О том, что "порок живописен", современное искусство вспоминает куда чаще, чем о какой-либо добродетели. Особое влияние в этом плане оказал на советскую ментальность М. Булгаков с его "Мастером и Маргаритой". Пышный бал у сатаны, творящего в мире дела справедливости, карающего совдеповских продажных чиновников и стукачей, поразил воображение советского интеллигента. Хотя и написанный не без авторской любви, Иешуа Га-Ноцри, что-то невнятно бормочущий себе под нос про то, что, мол, ученики все переврали, произвел куда меньшее впечатление, каждый раз вызывая своим появлением на страницах нечто вроде досады: гораздо интереснее следить за безнаказанными и остроумными хулиганствами "мессира" и его свиты. При этом сам "мессир" выступал благодетелем обиженных, заступником оскорбленных, покровителем влюбленных и самой любви. Статус его в профанном сознании, несомненно, повышается еще и благодаря тому, что он вполне на дружеской ноге мог беседовать и с тем, кого М. Булгаков выдает нам за Сына Божиего.
Итак, все при "мессире": он побеждает время и пространство, он имеет секрет вечной молодости, обладает экстрасенсорными талантами, он эрудирован, остроумен, щедр… Если бы люди вокруг него были бы получше, не исключено, что он мог бы быть филантропом. И – главное – он покровитель творчества. Это ведь у него, в его царстве, "рукописи не горят". Для обезбоженного интеллигентского сознания просто нет никаких причин, почему бы, собственно, такому симпатяге не отдать на попечение свою душу.
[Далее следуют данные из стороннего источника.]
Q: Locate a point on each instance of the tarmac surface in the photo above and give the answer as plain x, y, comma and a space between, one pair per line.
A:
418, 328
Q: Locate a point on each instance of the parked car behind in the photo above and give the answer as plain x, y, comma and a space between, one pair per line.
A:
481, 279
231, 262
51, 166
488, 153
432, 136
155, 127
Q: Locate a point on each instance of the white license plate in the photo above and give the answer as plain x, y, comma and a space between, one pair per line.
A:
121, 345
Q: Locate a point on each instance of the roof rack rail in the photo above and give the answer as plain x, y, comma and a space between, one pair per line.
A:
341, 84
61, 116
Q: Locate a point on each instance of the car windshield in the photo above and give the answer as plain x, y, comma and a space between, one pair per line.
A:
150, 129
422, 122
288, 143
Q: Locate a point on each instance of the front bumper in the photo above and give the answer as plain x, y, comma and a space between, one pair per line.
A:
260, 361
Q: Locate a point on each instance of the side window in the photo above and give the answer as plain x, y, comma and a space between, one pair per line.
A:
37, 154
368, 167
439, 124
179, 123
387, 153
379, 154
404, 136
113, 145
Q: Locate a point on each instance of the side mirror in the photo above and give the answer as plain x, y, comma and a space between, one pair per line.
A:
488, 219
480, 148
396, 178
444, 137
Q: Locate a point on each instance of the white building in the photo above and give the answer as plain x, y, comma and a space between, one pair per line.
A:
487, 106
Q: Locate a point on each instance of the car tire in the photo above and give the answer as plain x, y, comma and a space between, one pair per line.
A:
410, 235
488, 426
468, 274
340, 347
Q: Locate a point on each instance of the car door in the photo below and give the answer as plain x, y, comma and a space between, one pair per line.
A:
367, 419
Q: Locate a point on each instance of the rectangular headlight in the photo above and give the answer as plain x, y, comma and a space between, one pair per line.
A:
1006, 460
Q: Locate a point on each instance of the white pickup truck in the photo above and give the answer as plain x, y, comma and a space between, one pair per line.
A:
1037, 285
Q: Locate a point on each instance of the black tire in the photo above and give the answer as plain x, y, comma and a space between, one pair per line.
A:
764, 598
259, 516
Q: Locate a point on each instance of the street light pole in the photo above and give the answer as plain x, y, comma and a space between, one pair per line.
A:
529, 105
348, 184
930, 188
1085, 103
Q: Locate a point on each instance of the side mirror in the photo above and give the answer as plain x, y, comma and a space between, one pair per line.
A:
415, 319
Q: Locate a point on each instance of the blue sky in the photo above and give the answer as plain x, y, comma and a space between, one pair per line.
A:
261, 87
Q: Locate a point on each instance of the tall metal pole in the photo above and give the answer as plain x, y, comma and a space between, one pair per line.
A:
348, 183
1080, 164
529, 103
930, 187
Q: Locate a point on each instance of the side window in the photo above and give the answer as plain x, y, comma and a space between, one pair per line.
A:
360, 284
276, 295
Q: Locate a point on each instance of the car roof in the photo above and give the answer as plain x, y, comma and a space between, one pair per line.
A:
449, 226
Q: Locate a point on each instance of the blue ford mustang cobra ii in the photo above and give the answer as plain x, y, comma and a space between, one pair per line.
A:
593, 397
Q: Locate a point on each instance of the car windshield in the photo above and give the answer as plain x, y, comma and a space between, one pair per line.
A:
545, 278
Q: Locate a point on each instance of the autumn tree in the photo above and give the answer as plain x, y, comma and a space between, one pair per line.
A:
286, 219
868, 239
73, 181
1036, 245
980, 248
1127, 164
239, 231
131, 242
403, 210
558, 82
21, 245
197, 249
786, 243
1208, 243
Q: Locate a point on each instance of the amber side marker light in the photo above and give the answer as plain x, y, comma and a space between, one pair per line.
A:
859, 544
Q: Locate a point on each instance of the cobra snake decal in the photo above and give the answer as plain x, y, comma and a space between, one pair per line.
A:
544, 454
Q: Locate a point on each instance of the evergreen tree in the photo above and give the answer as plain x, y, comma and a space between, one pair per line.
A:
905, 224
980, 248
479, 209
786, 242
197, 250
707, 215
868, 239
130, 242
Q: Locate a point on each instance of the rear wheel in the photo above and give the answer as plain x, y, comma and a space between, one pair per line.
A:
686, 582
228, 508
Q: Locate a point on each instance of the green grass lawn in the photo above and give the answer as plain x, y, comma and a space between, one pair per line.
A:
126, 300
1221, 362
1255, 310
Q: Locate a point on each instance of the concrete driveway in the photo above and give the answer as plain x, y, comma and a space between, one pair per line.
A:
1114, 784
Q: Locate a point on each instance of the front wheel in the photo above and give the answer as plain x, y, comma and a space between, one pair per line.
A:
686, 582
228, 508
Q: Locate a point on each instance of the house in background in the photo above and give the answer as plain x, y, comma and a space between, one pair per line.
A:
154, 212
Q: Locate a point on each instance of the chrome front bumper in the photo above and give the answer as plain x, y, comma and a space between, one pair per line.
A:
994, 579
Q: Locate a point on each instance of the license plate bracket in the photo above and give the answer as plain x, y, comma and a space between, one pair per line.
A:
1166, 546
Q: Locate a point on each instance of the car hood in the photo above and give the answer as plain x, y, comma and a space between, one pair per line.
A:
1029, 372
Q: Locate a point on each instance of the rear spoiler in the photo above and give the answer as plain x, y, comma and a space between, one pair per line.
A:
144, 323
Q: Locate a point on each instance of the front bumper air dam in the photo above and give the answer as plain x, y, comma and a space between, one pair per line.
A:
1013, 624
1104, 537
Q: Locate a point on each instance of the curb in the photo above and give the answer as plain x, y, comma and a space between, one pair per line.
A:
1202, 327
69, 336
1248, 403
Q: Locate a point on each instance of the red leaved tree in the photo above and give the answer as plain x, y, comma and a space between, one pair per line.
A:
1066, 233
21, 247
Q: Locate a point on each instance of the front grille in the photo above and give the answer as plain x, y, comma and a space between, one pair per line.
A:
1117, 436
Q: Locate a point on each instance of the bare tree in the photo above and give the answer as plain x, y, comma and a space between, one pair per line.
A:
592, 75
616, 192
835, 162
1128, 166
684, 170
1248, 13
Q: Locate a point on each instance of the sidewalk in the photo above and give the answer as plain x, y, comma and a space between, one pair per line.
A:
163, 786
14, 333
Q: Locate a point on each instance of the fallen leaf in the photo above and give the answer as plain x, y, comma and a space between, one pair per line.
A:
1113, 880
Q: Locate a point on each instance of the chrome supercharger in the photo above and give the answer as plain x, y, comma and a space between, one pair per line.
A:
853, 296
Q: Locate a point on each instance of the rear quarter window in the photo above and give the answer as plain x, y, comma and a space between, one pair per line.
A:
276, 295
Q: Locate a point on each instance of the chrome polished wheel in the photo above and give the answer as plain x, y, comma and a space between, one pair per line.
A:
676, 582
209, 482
Удивительно, что "прогрессивная" интеллигенция приняла "Мастера и Маргариту" как откровение – на веру. И сейчас, когда Евангелие не является чем-то недоступным, можно столкнуться с тем, что евангельские события цитируются по булгаковскому роману как первоисточнику. А уж мысль о том, что ученики все переврали, стала общим местом интеллигентского катехизиса. Подлинность образа булгаковского сатаны не вызывает сомнений. И, к сожалению, "Краткая повесть об антихристе" Вл. Соловьева так и не послужила предостережением, несмотря на несомненное сходство его "спиритуалиста и филантропа" с Боландом.
На этом, пожалуй, можно закончить беглый обзор тех идей, которые легли в основу мифологии, пронизывающей представления о творчестве как советской (антисоветской), так и постсоветской интеллигенции. Необходимо при этом подчеркнуть, что именно эти мифологемы подменяют в обезбоженном интеллигентском сознании православное отношение к творчеству: они воспринимаются как подлинно христианские, непререкаемые и самодостаточные.
Возникновение, а также широкое их распространение еще раз свидетельствуют о глубинном непонимании либеральной интеллигенцией Церкви, если не о разрыве с ней. Последствия этого с очевидностью сказываются в современной культуре, усвоившей все мифы русского религиозного ренессанса о творчестве и творце.